Kaitlyn “Amouranth” Siragusa has unintentionally become one of the biggest names of Twitch. She’s become the face of the “hot tub meta,” all because she started streaming to her channel while wearing a bikini in a hot tub. If you search for that phrase on Google News, you’ll be directed to article after article with the streamer’s face front and center in most of the photos.
Siragusa has over 3.6 million followers on Twitch alone, with streams that can garner as many as 16,400 live viewers. Her work and prominence pushed Twitch to announce a major change on the platform: a new category for hot tub streamers like herself. Historically, Siragusa has been on the cutting edge of Twitch, where she weathers the constant push and pull that comes with the platform. Just this week, Twitch took down her channel after she did an ASMR yoga stream. Roughly three days later, the company reinstated her channel.
The streamer told Polygon over Discord voice chat that when she started, she didn’t expect her channel to get so big. “It was more of just a hobby that was kind of like, ‘Might as well make some ad money while I’m just making costumes or playing games.’”
Siragusa opened her channel with a cosplay focus in 2016; at the time, Twitch had a generic Creative category. Eventually, that category was renamed IRL, and it later got broken into 10 new categories, including Just Chatting, where streamers will sit and respond to questions and talk to their Twitch community. Siragusa adopted that category as her home, and since then, she says she’s been “floating around,” doing a mixture of real-life streams like cooking, ASMR, animal streams, and Just Chatting.
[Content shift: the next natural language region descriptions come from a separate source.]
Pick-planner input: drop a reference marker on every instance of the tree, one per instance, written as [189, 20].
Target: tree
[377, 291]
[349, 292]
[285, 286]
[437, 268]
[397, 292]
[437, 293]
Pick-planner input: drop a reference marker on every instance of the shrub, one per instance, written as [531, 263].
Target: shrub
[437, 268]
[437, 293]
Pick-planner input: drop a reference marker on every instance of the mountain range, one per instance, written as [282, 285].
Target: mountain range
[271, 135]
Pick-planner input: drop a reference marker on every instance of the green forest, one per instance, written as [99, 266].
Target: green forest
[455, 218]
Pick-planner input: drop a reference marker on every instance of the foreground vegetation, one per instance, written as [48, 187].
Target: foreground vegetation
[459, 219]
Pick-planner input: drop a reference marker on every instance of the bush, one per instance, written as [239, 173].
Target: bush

Eventually, Siragusa found her way into the “hot tub meta.” On her hot tub streams, she’ll play video games like Mario Kart, write the names of donors on her body, or do tarot readings for her viewers — all from her hot tub, wearing bikinis. She sits in a glowing blue pool surrounded by an array of colorful inflatable toys, like flamingos or unicorns.
Hot tub streams are completely within Twitch’s rules, which state that “streamers may appear in swimwear in contextually appropriate situations,” like a beach or pool deck. Streamers like Siragusa abide by this rule by streaming from an inflatable pool or a hot tub. Nevertheless, hot tub streams have their detractors, who frame the genre as a loophole that hosts exploit to gain an unfair advantage through sex appeal. It’s a familiar accusation across the history of Twitch and internet culture in general, particularly for women, who often get berated for capitalizing on their sex appeal to build followings. This can happen regardless of the actual sexual content of their work — but especially when that sexual content is deliberate.
That perceived unfairness has made Siragusa a target of harassment. People send messages that say things like “fuck u. u destorying twitch with ur porn content go on pornhub u fucking bastatd …” or “Shut this TH0t down, this isn’t what Twitch is.” This has become so common that Siragusa even does a stream where she reads the hate messages from people she bans.
“I have thought about it — like, is it worth it?” Siragusa said. But to her, streaming is a job, and as with any job, there are elements that will be hard or unpleasant. “I really do think it is because every job has its stresses,” Siragusa told Polygon. “Every job has stuff that isn’t peachy-keen perfect. Like if you’re in retail, you have to deal with annoying Karens all day.”
“Do I feel like I deserve [the harassment]?” she continued. “No, I don’t think anyone does. But I do feel it’s worth it to just keep grinding while I’m young and have the energy, and then when I’m older and have saved enough money, I can actually do what I want with it, you know? Something like — it’s just frontloading the work, rather than spreading it throughout my life. And I think that’s worth the harassment.”
From the outside, Siragusa’s work has led her to develop an incredibly comprehensive expertise across almost every major social media platform, including OnlyFans, Patreon, Instagram, Twitter, Fansly, YouTube, Snapchat, and Twitch. Beyond that, her workday consists of streaming, answering messages, working on photo shoots, or talking to sponsors. “I really have no concept of when I start because my sleep schedule changes so much,” she said.
For Siragusa, it’s all a path to her true passion: working with animals. “I think social media is a huge advantage,” she said. “There’s so many animal rescues that don’t have enough support or funding because they don’t know how to use social media, since most people involved now in rescue are boomers.” When asked if she has a favorite pet, she said, “Oh, I feel like I’m betraying my fur children if I choose. Horses and dogs equally — I can’t choose.”
Someday, said Siragusa, she’ll make a change. “My passion, at the end of the day, is animals, and I want to do an animal rescue using my platforms. But right now, we’re just saving money, milking it while it’s good.”